Why would DictVectorizer change the number of features?


I have a dataset of 324 rows and 35 columns. I split it into training and testing data:

X_train, X_test, y_train, y_test = train_test_split(tempCSV[feaure_names[0:34]], tempCSV[feaure_names[34]], test_size=0.2, random_state=32)    

This seems to work fine, and my X_train and X_test both have 34 features. I apply some further transformations with DictVectorizer because I have categorical variables.

from sklearn.feature_extraction import DictVectorizer
vecS=DictVectorizer(sparse=False)
X_train=vecS.fit_transform(X_train.to_dict(orient='record'))
X_test=vecS.fit_transform(X_test.to_dict(orient='record'))

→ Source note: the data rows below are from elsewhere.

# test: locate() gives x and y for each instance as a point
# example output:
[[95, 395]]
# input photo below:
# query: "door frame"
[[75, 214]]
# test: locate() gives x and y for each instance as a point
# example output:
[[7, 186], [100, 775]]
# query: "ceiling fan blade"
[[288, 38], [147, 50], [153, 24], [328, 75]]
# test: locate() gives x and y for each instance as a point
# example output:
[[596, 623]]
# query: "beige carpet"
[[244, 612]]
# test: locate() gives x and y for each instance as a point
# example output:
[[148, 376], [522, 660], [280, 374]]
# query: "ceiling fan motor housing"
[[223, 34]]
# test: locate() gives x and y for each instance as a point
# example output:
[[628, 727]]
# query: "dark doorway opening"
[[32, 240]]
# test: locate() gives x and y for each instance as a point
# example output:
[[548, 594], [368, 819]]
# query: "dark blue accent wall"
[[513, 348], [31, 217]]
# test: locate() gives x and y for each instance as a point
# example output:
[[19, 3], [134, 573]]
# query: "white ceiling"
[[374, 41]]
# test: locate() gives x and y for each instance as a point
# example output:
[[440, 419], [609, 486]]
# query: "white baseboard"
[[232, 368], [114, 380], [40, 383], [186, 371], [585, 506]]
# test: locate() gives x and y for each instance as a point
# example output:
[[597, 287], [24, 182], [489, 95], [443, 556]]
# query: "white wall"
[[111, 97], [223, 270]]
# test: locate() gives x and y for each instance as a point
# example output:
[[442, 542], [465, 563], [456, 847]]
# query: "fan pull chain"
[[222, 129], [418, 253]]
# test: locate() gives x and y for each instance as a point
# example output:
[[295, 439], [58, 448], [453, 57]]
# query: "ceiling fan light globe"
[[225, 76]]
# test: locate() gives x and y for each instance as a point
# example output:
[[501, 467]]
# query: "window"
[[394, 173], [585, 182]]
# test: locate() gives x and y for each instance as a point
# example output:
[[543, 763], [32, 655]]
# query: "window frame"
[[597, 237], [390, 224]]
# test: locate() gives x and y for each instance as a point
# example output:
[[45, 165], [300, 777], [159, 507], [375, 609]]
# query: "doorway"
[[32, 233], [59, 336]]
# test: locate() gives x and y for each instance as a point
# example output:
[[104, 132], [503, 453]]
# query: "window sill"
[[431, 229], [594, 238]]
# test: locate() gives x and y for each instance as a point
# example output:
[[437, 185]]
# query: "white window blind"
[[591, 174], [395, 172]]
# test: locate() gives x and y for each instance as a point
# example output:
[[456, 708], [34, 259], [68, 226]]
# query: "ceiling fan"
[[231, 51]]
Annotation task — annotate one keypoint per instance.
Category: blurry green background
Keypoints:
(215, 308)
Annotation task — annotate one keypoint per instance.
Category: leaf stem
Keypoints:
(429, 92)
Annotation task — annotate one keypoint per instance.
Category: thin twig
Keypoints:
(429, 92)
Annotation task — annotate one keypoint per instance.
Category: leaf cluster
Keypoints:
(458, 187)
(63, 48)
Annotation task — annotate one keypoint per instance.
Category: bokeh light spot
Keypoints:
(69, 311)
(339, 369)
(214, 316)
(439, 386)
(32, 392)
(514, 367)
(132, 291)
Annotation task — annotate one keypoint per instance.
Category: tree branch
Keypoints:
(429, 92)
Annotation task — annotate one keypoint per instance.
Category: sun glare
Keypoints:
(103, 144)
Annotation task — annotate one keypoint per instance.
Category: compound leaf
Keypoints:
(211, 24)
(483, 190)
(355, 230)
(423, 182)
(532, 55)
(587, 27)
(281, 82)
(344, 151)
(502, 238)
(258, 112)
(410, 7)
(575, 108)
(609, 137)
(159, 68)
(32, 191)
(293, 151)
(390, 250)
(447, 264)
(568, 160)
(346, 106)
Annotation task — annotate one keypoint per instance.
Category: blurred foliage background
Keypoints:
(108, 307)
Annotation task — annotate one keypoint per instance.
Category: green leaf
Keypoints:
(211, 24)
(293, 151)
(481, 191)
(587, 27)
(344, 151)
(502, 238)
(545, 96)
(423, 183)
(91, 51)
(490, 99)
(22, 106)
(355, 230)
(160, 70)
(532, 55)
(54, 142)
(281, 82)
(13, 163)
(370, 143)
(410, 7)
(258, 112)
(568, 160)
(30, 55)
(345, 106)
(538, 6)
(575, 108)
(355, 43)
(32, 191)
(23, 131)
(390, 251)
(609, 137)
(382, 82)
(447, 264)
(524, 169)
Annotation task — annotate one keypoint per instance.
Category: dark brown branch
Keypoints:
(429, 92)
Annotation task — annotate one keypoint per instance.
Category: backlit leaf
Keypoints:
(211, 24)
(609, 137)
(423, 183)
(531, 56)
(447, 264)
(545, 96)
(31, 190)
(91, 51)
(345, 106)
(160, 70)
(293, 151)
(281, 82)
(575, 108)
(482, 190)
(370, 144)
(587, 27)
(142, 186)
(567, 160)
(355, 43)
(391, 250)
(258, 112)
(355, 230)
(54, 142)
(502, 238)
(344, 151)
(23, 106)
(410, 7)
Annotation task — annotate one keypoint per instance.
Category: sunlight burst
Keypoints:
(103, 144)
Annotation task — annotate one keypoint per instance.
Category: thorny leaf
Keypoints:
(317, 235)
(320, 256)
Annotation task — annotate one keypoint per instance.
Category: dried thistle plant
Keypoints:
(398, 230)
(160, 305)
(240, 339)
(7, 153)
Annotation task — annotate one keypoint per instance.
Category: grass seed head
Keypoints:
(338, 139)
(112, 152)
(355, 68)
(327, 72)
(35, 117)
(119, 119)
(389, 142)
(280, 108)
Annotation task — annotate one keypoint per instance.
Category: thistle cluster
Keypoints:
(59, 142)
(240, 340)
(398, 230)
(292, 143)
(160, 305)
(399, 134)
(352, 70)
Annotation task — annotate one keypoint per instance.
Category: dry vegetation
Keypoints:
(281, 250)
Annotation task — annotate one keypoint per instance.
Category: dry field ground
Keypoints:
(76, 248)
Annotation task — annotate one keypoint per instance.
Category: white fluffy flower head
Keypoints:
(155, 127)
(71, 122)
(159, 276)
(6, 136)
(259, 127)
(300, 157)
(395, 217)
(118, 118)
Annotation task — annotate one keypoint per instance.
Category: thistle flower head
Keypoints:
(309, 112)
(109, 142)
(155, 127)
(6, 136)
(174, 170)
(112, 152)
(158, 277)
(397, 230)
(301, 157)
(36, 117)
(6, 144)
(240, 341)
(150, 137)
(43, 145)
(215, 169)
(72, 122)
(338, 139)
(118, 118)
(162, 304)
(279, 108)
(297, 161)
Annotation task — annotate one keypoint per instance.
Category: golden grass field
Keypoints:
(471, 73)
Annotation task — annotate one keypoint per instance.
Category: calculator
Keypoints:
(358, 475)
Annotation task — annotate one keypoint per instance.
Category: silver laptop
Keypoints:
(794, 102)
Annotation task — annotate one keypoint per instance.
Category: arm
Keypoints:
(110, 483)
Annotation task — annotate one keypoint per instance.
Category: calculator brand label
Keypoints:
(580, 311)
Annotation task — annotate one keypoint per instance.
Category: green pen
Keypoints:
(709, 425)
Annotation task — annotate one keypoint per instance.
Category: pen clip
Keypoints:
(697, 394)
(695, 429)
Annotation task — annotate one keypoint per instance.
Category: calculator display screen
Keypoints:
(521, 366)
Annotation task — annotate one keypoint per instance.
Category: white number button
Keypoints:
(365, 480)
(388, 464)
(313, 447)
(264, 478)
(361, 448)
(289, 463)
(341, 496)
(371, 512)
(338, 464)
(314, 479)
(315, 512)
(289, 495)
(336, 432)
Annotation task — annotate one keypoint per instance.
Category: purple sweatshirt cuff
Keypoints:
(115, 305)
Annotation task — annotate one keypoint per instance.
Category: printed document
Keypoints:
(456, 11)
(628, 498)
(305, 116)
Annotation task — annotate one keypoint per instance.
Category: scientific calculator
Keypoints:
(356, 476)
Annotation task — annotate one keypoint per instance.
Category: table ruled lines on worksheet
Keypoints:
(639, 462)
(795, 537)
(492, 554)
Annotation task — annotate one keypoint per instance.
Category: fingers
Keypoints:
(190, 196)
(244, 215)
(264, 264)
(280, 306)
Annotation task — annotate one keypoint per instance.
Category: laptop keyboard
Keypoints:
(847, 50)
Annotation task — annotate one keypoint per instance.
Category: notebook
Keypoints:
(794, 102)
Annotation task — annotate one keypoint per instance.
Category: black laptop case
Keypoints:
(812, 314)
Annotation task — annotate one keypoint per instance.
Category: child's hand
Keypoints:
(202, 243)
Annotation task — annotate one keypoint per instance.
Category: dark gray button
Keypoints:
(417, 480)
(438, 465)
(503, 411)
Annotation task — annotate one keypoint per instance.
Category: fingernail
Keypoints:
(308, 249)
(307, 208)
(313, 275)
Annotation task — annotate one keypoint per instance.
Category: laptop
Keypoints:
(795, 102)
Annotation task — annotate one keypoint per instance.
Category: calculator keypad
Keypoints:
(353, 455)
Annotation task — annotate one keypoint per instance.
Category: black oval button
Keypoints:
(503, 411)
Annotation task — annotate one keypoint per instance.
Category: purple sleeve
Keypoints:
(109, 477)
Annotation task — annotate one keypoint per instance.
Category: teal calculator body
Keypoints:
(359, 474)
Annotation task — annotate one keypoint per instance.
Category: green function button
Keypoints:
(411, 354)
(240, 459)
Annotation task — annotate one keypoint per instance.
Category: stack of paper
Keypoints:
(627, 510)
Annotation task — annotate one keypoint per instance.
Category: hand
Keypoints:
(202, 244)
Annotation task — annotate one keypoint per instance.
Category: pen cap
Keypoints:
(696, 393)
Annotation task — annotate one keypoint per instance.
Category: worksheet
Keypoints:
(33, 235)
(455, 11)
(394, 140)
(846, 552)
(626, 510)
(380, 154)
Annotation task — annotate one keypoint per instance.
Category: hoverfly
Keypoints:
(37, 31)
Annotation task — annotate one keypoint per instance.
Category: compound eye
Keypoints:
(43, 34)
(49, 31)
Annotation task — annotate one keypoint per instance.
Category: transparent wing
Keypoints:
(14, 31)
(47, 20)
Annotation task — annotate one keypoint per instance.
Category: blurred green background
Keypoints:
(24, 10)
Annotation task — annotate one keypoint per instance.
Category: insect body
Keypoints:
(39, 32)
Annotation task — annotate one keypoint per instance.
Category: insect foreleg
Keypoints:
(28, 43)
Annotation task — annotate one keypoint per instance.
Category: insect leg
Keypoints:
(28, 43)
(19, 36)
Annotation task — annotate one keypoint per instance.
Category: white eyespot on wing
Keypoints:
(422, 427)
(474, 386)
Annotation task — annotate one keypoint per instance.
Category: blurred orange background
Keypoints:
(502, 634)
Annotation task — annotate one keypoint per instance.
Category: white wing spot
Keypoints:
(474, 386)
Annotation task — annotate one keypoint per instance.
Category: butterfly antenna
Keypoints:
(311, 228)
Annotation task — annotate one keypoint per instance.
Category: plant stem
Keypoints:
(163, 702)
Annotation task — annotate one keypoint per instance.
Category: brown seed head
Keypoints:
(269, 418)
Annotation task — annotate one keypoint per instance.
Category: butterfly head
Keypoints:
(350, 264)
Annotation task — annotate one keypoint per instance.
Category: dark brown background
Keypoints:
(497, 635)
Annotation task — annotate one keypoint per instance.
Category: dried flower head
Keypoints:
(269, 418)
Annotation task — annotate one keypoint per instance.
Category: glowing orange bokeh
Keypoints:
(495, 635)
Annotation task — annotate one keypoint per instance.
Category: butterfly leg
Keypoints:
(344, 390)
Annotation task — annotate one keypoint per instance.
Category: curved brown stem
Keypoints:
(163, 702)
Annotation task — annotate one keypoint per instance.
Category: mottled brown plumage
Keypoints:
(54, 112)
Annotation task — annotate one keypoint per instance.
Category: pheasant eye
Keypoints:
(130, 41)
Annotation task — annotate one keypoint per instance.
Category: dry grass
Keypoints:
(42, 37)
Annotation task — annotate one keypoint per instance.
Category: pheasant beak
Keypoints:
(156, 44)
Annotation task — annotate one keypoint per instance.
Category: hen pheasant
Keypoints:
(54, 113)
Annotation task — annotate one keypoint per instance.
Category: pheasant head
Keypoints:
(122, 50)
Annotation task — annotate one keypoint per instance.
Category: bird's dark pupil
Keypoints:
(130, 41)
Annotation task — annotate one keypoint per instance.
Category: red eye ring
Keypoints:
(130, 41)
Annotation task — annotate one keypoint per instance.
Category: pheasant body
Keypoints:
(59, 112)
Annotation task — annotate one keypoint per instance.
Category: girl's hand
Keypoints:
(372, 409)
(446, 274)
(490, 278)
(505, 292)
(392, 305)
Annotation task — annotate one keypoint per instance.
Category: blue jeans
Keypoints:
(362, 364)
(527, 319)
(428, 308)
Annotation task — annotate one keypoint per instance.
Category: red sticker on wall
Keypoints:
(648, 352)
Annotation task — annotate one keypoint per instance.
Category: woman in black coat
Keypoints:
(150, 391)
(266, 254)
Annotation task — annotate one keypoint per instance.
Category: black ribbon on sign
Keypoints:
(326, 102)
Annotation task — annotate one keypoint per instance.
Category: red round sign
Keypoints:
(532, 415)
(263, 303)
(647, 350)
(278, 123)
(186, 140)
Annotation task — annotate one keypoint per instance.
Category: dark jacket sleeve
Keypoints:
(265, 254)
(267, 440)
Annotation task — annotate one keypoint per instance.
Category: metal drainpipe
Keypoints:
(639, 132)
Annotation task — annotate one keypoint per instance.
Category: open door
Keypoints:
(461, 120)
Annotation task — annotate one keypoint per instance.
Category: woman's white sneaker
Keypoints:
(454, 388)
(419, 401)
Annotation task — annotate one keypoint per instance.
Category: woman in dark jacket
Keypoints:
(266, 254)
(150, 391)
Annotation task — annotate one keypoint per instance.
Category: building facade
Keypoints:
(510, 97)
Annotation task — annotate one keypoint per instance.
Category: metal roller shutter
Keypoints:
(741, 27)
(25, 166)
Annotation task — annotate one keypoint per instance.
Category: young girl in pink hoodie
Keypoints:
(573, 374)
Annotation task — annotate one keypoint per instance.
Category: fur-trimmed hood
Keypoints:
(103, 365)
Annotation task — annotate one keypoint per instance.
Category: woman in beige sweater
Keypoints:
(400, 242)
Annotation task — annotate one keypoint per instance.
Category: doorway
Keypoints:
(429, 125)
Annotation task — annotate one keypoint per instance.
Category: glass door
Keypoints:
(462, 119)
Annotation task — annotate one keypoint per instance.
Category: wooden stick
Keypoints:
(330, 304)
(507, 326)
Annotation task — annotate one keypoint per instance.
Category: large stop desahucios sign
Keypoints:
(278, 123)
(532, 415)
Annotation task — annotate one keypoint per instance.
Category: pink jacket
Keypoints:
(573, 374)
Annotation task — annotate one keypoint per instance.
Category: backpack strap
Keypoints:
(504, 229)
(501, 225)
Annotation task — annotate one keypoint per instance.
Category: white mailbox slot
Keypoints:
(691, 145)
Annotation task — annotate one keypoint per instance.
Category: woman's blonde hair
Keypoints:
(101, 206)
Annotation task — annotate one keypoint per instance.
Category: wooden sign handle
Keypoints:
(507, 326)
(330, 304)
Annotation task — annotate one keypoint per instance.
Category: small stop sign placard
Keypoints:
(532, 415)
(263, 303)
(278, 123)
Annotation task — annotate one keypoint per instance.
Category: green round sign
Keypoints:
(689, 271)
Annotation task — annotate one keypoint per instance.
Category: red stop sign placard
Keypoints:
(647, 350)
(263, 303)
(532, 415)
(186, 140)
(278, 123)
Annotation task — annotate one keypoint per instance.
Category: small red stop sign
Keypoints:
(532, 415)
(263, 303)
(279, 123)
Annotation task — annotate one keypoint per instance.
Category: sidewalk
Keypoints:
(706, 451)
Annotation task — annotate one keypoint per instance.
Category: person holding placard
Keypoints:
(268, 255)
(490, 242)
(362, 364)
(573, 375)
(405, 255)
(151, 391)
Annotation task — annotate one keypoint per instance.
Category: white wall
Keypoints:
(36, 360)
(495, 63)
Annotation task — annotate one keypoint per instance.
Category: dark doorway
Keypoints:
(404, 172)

Now when I compare X_train to X_test, the former has 46 features, and the latter only has 44. What are some possible reasons this could happen?


Solution

  • Because you are vectorizing using a different fit. When you use fit_transform:

    X_train=vecS.fit_transform(X_train.to_dict(orient='record'))
    X_test=vecS.fit_transform(X_test.to_dict(orient='record'))
    

    That results in two differently fitted vectorizers acting on your data-sets. The first will be trained on all the features in X_train.to_dict and the other in all the features in X_test.to_dict, You want to train the vectorizer once on your training data and then only use transform, because fit_transform refits:

    X_train=vecS.fit_transform(X_train.to_dict(orient='record'))
    X_test=vecS.transform(X_test.to_dict(orient='record'))
    

    Note, your model will only ever know about features from your training set.